Representing and Learning High Dimensional Data with the Optimal Transport
Map from a Probabilistic Viewpoint
Abstract
In this paper, we propose a generative model in the space
of diffeomorphic deformation maps. More precisely, we utilize the Kantarovich-Wasserstein metric and accompanying
geometry to represent an image as a deformation from templates. Moreover, we incorporate a probabilistic viewpoint
by assuming that each image is locally generated from a reference image. We capture the local structure by modelling
the tangent planes at reference images.
Once basis vectors for each tangent plane are learned
via probabilistic PCA, we can sample a local coordinate,
that can be inverted back to image space exactly. With experiments using 4 different datasets, we show that the generative tangent plane model in the optimal transport (OT)

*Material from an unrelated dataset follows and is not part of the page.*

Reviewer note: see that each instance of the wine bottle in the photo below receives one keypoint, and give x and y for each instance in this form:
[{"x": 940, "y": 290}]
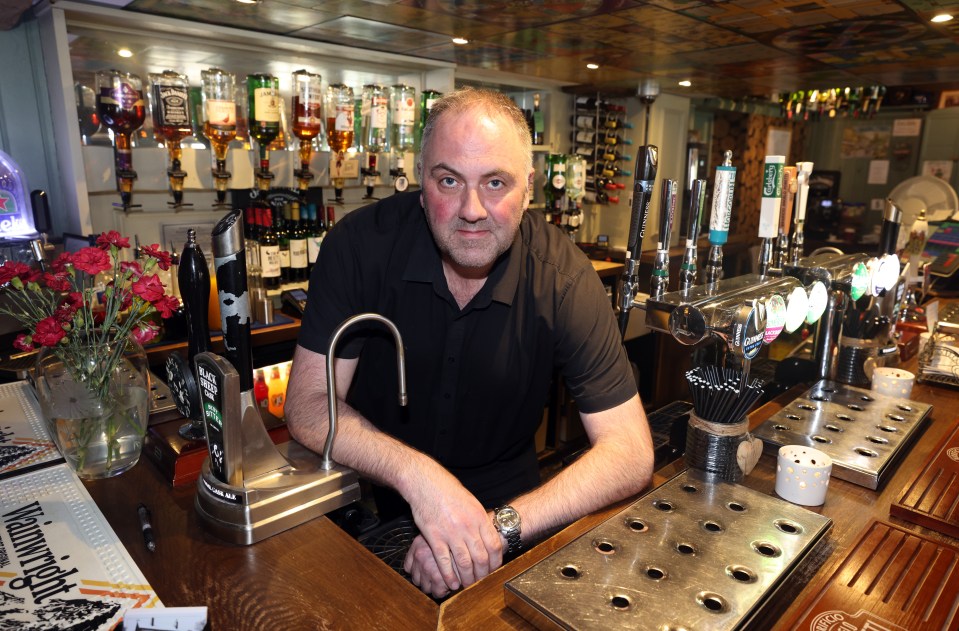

manifold can be learned with small numbers of images and
can be used to create infinitely many ‘unseen’ images. In
addition, the Bayesian classification accompanied with the
probabilist modeling of the tangent planes shows improved
accuracy over that done in the image space. Combining the
results of our experiments supports our claim that certain
datasets can be better represented with the KantarovichWasserstein metric. We envision that the proposed method
could be a practical solution to learning and representing
data that is generated with templates in situatons where
only limited numbers of data points are available